Jerusalem’s Church of the Holy Sepulchre’s simple interior marks one of Christianity’s holiest sites
A woman with a white veil over her head stood with her face pressed against the entryway of the Church of the Holy Sepulchre.
Just inside the doorway, worshippers knelt facedown on the Stone of Anointing, which, according to tradition, is where the body of Jesus was prepared for burial.
Throughout the entire church, the enormity of the events said to have happened here more than two thousand years ago was reflected in the reverential awe of the faithful.
In countries like Spain and France, many churches and cathedrals are much grander and more beautiful than the Church of the Holy Sepulchre.
Its outer walls have no adornment, and the immense size of the building is not immediately apparent since it’s buried amid in the cobblestone streets of Old Jerusalem.
Inside, there are no Renaissance paintings, sculptures or murals. The fanciest adornments are the lanterns hanging in the doorway.
Yet the other churches, as beautiful as they are, cannot claim to be the place where Christianity began. The stark, uneven walls of the Holy Sepulchre are said to be built on the site where Jesus was buried and resurrected after being crucified on Cavalry Hill nearby.
The religious significance of the Holy Sepulchre transcends the divisions in the Christian church, at least in the moment. Every day, Roman Catholics, Greek Orthodox and members of Protestant denominations come together to pray at one of the most sacred sites in Christendom.
On a Sunday morning in early March, a diverse group of visitors stood side by side, waiting for their moment to see Christ’s Tomb, where they believe Jesus was buried before he rose from the dead.

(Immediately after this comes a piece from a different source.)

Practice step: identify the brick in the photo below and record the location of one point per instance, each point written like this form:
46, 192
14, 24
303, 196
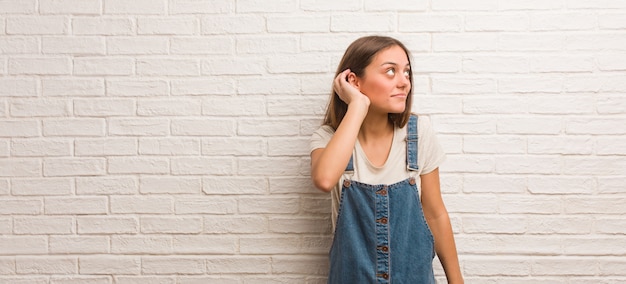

From the many different arched recesses surrounding the tomb, monks and other groups of religious men emerged, swinging incense and chanting before disappearing back down one of the many hallways.
Instead of a large congregational area, services and ceremonies were performed in different corners of the church.
In one small chapel, a group of Italian tourists gathered for a Mass in their own language.
Although the priest officially celebrated the Mass, the real leader was a little old Italian lady who led the singing as loudly and as long as she wanted.
The sound of their voices, unaccompanied by instruments, reverberated through the chapel.
For centuries, divisions among Christians were so bitter that a Muslim family, the Nusaybah Clan, who was considered neutral in the skirmishes, was given ownership of the keys to the church.
But at this Sunday Mass, the tears, the bended knees, the radiant smiles shared by the worshippers bound them in their awe of the miracle that they believe took place on the ground beneath their feet.